Database Designed to Aid Search for Bipolar's Genetic Roots
Abstract
There's no doubt that bipolar disorder is a highly heritable and complex genetic trait, but the underlying basis for its inheritance remains elusive. John Piletz, Ph.D., an adjunct professor of psychiatry at Loyola University of Chicago Stritch School of Medicine and cofounder of HarborWay Clinical in Pascagoula, Miss., and colleagues have recently created an online database of genetic studies of bipolar disorder in an unfunded effort to fuel the search for that method of inheritance.
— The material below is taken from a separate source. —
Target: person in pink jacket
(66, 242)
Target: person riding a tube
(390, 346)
John Piletz, Ph.D.: "The hope was that this database might begin to show that across different cultures some signals—though statistically weak in individual studies—were nonetheless actually replicated."
The database, which Piletz calls "a labor of love and science", is available for noncommercial use, posted at <http://bioprogramming.bsd.uchicago.edu/BDStudies/>.
"The idea for the database arose during a transition time in my career when I decided to abandon molecular biology and cell-signaling research approaches, with which my laboratory had worked for years. It seemed we were just looking at so many trees in the forest," said Piletz.
Piletz and his colleagues believe the database may be the first complete collection of all published gene-specific linkage and association findings on bipolar disorder, including unbiased empirical scans of the human genome (genomewide association studies).
In an article in the April Psychiatric Genetics, the group described the construction and preliminary analysis of the database and discussed "the most robust and best replicated gene findings to date."
Articles considered for the database were required to mention specific numbers of patients with bipolar disorder. All studies had to contain both genotypic and phenotypic information, and that data had to be genic (naming genes rather than just loci). A master list of 574 studies was initially compiled as the basis for establishing the database, then it was subjected to specific rules regarding the methods for lifting data from them. For this purpose, Piletz and his colleagues created a list of a priori rules of data selection, devised to make the database as bias-free as possible. The information was uploaded for management as a MySQL database. Some of the gene names are different from the ones in the original studies because they were standardized to Human Genome Organization gene names for the database.
"The main motivation behind our database lies in the hope that if weak gene findings can be viewed together, they might guide future studies," said the researchers.
Interestingly, Piletz and colleagues believe the contents of the database highlight the "nagging likelihood" that the diagnosis of bipolar disorder might not itself be an entirely suitable phenotype to study, citing the existence of two recognized subtypes of the disorder (BD1 and BD2), both of which run together in pedigrees, and the fact that major depressive disorder, schizoaffective disorder, and schizophrenia are represented in most families of bipolar disorder probands. "Bipolar disorder may be best considered as a spectrum disorder," they said.
An abstract of the article is posted at <www.ncbi.nlm.nih.gov/pubmed/21085053>.